In the next village to mine, children need to cross a busy road to get to school. They have moms there in reflective vests holding signs and assisting these children. I think it is a good idea.

In my village, which has the same busy road running through it, there are no guards. The zebra crossings are just after a roundabout and it is quite dangerous. I know many parents who walk their kids to school if their children are not walking with a group of friends. I would do the same. They don't walk them to the door, just make sure they have safely crossed the road. Afterwards they drop into the local cafe for a coffee or do some shopping in the village.

Children here are taught not to use hand signals but to just stand still at the crossing.

Many years ago when our kids were in primary school one of our son's schoolmates was fatally injured following a collision with a car. The teacher sent a letter to parents telling us that children can be very distracted on their way to school.
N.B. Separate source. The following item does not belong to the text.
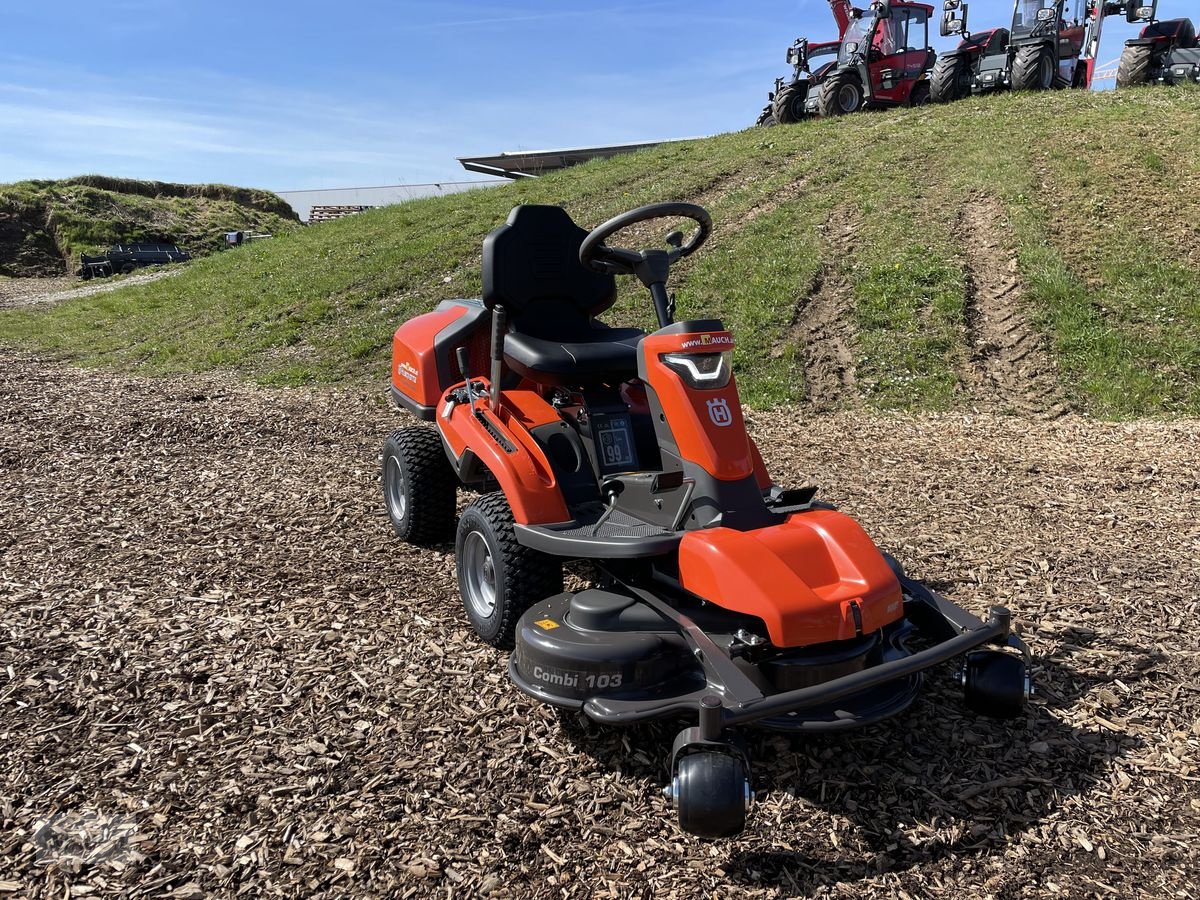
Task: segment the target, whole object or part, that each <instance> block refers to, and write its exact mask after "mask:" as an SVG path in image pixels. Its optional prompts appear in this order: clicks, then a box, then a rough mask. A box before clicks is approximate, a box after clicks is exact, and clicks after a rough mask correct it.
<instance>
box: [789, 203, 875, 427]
mask: <svg viewBox="0 0 1200 900" xmlns="http://www.w3.org/2000/svg"><path fill="white" fill-rule="evenodd" d="M857 232H858V221H857V218H856V217H854V214H853V212H852V211H851V210H850V209H848V208H845V206H839V208H838V209H835V210H834V211H833V212H832V214H830V216H829V218H828V221H827V222H826V248H824V253H823V254H822V256H823V257H824V258H826V260H828V262H826V263H824V265H823V268H822V269H821V271H820V272H818V274H817V276H816V280H815V281H814V283H812V289H811V290H809V293H808V294H805V295H804V296H802V298H800V299H799V301H798V302H797V304H796V311H794V312H793V313H792V322H791V325H790V326H788V329H787V331H786V332H785V334H784V336H782V337H781V338H780V340H779V341H778V342H776V343H775V346H774V347H773V348H772V352H770V355H772V356H773V358H774V359H779V358H780V356H782V355H784V353H785V352H786V349H787V348H788V347H792V346H794V347H798V348H799V350H800V353H802V355H803V360H804V396H805V398H806V400H808V401H809V402H810V403H812V404H814V406H816V407H818V408H830V407H835V406H846V404H847V403H852V402H853V401H856V400H857V398H858V373H857V370H856V367H854V353H853V346H854V328H853V325H852V324H851V323H852V317H853V311H852V308H851V307H852V302H853V289H852V288H851V284H850V282H848V281H847V280H846V277H845V275H844V274H842V271H841V269H840V268H839V264H838V260H840V259H845V258H846V257H847V256H848V254H850V252H851V250H852V247H853V244H854V236H856V234H857Z"/></svg>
Crossing busy roads is dangerous and children need to be alert because unfortunately there are a lot of drivers out there who are not.

I know the teachers disapprove of parents walking children to school but as parents we know our children best and if you have child who walks alone and are at all concerned, do what you feel you need to do.
I agree with Mrs. Doolitle - the safety of your child is paramount, the consequences as described above, are unthinkable.
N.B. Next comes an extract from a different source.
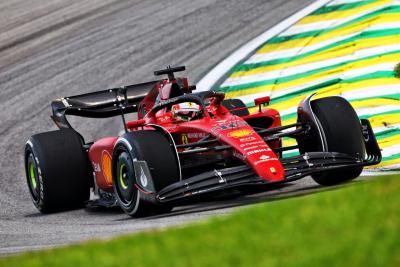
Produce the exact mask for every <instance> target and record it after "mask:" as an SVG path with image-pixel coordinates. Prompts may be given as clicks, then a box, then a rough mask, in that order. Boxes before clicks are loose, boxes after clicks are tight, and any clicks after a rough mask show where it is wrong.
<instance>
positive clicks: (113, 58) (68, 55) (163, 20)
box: [0, 0, 321, 255]
mask: <svg viewBox="0 0 400 267" xmlns="http://www.w3.org/2000/svg"><path fill="white" fill-rule="evenodd" d="M311 2H312V1H306V0H296V1H294V0H293V1H281V0H279V1H278V0H272V1H263V0H255V1H241V2H236V1H235V2H233V1H228V0H218V1H217V0H203V1H188V0H174V1H168V0H165V1H117V0H104V1H95V0H88V1H78V0H68V1H66V0H54V1H46V2H44V1H41V0H32V1H23V0H10V1H2V2H1V3H0V84H1V90H0V103H1V110H0V121H1V124H0V136H1V138H0V155H1V156H0V166H1V174H0V254H3V255H4V254H12V253H19V252H22V251H27V250H36V249H43V248H48V247H53V246H60V245H66V244H69V243H74V242H80V241H84V240H89V239H103V238H111V237H113V236H118V235H124V234H126V233H131V232H137V231H148V230H151V229H160V228H165V227H168V226H171V225H176V224H182V223H186V222H192V221H198V220H201V219H204V218H207V217H208V216H211V215H216V214H219V215H224V214H229V213H231V212H232V210H234V209H233V207H238V206H243V205H248V204H251V203H255V202H260V201H268V200H271V199H274V198H280V197H286V196H293V195H301V194H308V193H312V192H315V191H318V190H321V188H320V187H319V186H318V185H317V184H316V183H314V182H313V181H312V180H311V179H308V178H307V179H303V180H300V181H298V182H296V183H291V184H288V185H285V186H283V187H280V188H274V190H270V191H267V192H264V193H259V194H255V195H251V196H235V195H232V196H230V197H229V198H225V199H222V200H221V199H220V200H218V201H217V200H209V201H208V202H202V203H199V204H196V205H189V206H182V207H177V208H175V209H174V210H173V212H172V213H171V214H168V215H163V216H160V217H150V218H145V219H131V218H129V217H128V216H127V215H125V214H124V213H122V212H121V211H119V210H108V211H90V210H85V209H82V210H76V211H69V212H63V213H58V214H51V215H41V214H40V213H38V211H37V210H36V209H35V207H34V206H33V204H32V203H31V200H30V197H29V193H28V188H27V186H26V182H25V174H24V168H23V156H22V152H23V147H24V144H25V141H26V140H27V139H28V137H29V136H30V135H32V134H34V133H39V132H43V131H49V130H54V129H55V127H54V125H53V123H52V121H51V120H50V118H49V116H50V105H49V103H50V101H51V100H53V99H55V98H58V97H61V96H68V95H74V94H80V93H85V92H90V91H96V90H101V89H106V88H111V87H116V86H121V85H126V84H133V83H139V82H145V81H148V80H152V79H153V78H154V77H152V73H153V70H155V69H159V68H163V67H165V66H167V65H186V67H187V71H186V73H185V74H186V75H187V76H188V77H189V79H190V81H191V82H192V83H196V82H197V81H199V80H200V79H201V78H202V77H203V76H204V75H205V74H206V73H207V72H208V71H209V70H210V69H211V68H212V67H213V66H215V65H216V64H217V63H218V62H221V61H222V60H223V59H224V58H226V57H227V56H228V55H230V54H232V52H233V51H235V50H237V49H238V48H239V47H241V46H242V45H243V44H244V43H246V42H248V41H249V40H252V39H253V38H255V37H257V36H259V35H260V34H261V33H263V32H265V30H266V29H269V28H271V27H272V26H274V25H275V24H277V23H279V22H281V21H282V20H284V19H286V18H287V17H289V16H290V15H292V14H294V13H295V12H297V11H298V10H301V9H303V8H304V7H305V6H307V5H309V4H310V3H311ZM72 123H73V125H74V126H75V127H77V129H78V130H80V131H81V132H82V133H83V134H84V136H85V137H86V138H87V139H92V140H94V139H97V138H100V137H103V136H107V135H110V134H116V131H118V129H119V127H120V119H118V118H117V119H107V120H83V119H73V120H72ZM72 193H73V192H71V194H72Z"/></svg>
We also walked our children to Kindergarten for the first year and a half (in the case of the older one). We were lucky enough to have a choice of routes, one of which was through the woods and avoided roads altogether, although that brought its own dangers and distractions.

Once our children had to cross roads to get to primary school, I would sometimes drive around the school area myself to check that they were behaving sensibly and knew what to do. I agree that it is a good idea to check with the school exactly what your child should be doing.

I also think it is better for children to walk together. A little group at the crossing is perhaps more visible (although I don't defend drivers who don't stop) and older kids will sometimes take on a bit of responsibility for the younger ones. Our children had a fairly long walk to school with no public transport option. My older son would always walk our younger child home and take responsibility for other younger ones that they found on the way.

When I stop for children, I always wait until they have got to the other side before driving on, to alert drivers on the opposite side that someone is crossing. Its amazing how many drivers will whizz past little ones who are just reaching the middle of the road.